You will see a file that starts with
openshift_ai_pip…
. This is the pipeline file, and the workbench image we are using supports visual interaction with these Pipelines and uses the Pipeline Server we have created, tied to the S3 storage, for execution.Double-click on the pipeline to see it in the visualizer.
Once it appears, click on the ‘data-fetch’ step and then click on the small icon next to the ‘Runtime: Data Science Pipelines’ label to see information about the step:
Figure 5: Pipeline visualization for our example pipeline. If you scroll down the information in the right-hand panel you will see that the step has a File Dependency on kaggle.json. This means that file must be present in the working directory in order for the step to work; in actuality, the steps pull base data from the kaggle website using a token provided in that file.
Earlier, we downloaded that file. On the left-hand file panel, there is a small icon of an upwardly pointing arrow, which means Upload.
Click on this icon, navigate to where you saved the kaggle.json on your local machine, and click on it to upload it into the workbench file system.
If successful, it will appear in the left-hand file list at the same level as all the other files.
Execute the pipeline
To execute the pipeline you just set up, follow these steps:
Visible above the pipeline visualizer are a number of icons; the first one is an arrow pointing to the right. This is the
run
control for the pipeline. Click on it and you will get a window similar to Figure 6:Figure 6: Executing the pipeline. Leave the fields as they are rendered, and enter OK. You will get a confirmation message that looks like Figure 7.
Figure 7: Pipeline execution started. Select Run Details and a new tab will appear showing the progress of the pipeline in action. If the pipeline is successful, it will look like Figure 8:
Figure 8: A successful pipeline execution. Go back to the OpenShift UX, enter the Administrator viewpoint, select Network/Route, click on the
minio-ui
route, log in (miniosandbox
for username and password) then click on the bucket.You should see one directory (or more if you have run the pipeline often). This is a sub-directory for the pipeline run.
Click on this and look at the files in the bucket; the pipeline has written all of the training sets and the results into the bucket.
Figure 9: Files written by pipeline run into local S3 bucket storage.
Create scheduled pipeline runs
You can also set the pipelines to be executed at scheduled times, rather than having to manually start them. To schedule a pipeline run, follow these steps:
Return to the OpenShift AI Ux and click on the Pipelines navigation option.
For our pipeline, click on the kebab (three vertical dots) on the far right. The pulldown menu looks like Figure 10.
Figure 10: Select scheduling options for AI pipelines in OpenShift AI. The options that appear allow you to set the pipeline up like a CRON job, giving a frequency, days to run between, and other date-specific options. This dialog box also gives you a huge amount of automated options for the repeated execution of the experiment via the pipeline.

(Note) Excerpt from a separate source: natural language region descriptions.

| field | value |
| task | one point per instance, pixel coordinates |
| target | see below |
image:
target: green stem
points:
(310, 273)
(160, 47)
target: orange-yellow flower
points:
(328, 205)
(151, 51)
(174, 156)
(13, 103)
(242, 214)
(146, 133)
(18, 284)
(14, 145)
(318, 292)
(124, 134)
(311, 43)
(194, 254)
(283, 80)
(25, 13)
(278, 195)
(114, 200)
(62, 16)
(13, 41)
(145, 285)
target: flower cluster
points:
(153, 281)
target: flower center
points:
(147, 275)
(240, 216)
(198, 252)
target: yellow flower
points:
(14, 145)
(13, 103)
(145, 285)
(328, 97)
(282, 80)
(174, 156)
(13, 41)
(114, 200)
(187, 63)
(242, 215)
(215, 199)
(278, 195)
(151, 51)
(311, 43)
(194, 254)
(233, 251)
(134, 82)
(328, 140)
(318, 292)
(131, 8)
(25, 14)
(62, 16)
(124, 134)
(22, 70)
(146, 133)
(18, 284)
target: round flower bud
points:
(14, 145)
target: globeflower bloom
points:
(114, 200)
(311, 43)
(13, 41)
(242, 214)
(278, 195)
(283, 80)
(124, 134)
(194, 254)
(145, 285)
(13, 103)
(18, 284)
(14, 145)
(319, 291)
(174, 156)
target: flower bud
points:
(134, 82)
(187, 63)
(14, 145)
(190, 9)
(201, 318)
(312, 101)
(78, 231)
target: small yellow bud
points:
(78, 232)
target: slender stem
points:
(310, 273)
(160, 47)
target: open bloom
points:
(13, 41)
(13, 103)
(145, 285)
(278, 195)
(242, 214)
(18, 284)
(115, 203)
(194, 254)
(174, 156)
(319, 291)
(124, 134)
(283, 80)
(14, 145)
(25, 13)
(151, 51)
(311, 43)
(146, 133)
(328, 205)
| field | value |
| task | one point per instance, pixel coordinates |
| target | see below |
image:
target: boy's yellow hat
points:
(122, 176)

Figure 11: Advanced options for scheduling of pipeline.
Summary
In this learning path, we learned about the configuration and creation of Red Hat OpenShift AI pipelines. This pipeline included three stages (data fetch, training, and save & deploy), culminating in the storage of the model in an S3 compatible bucket. We also looked at how simple it is to then schedule these pipeline runs.
These technologies provide data scientists with a vast set of tools for simplifying and automating multi-step experiments using OpenShift AI.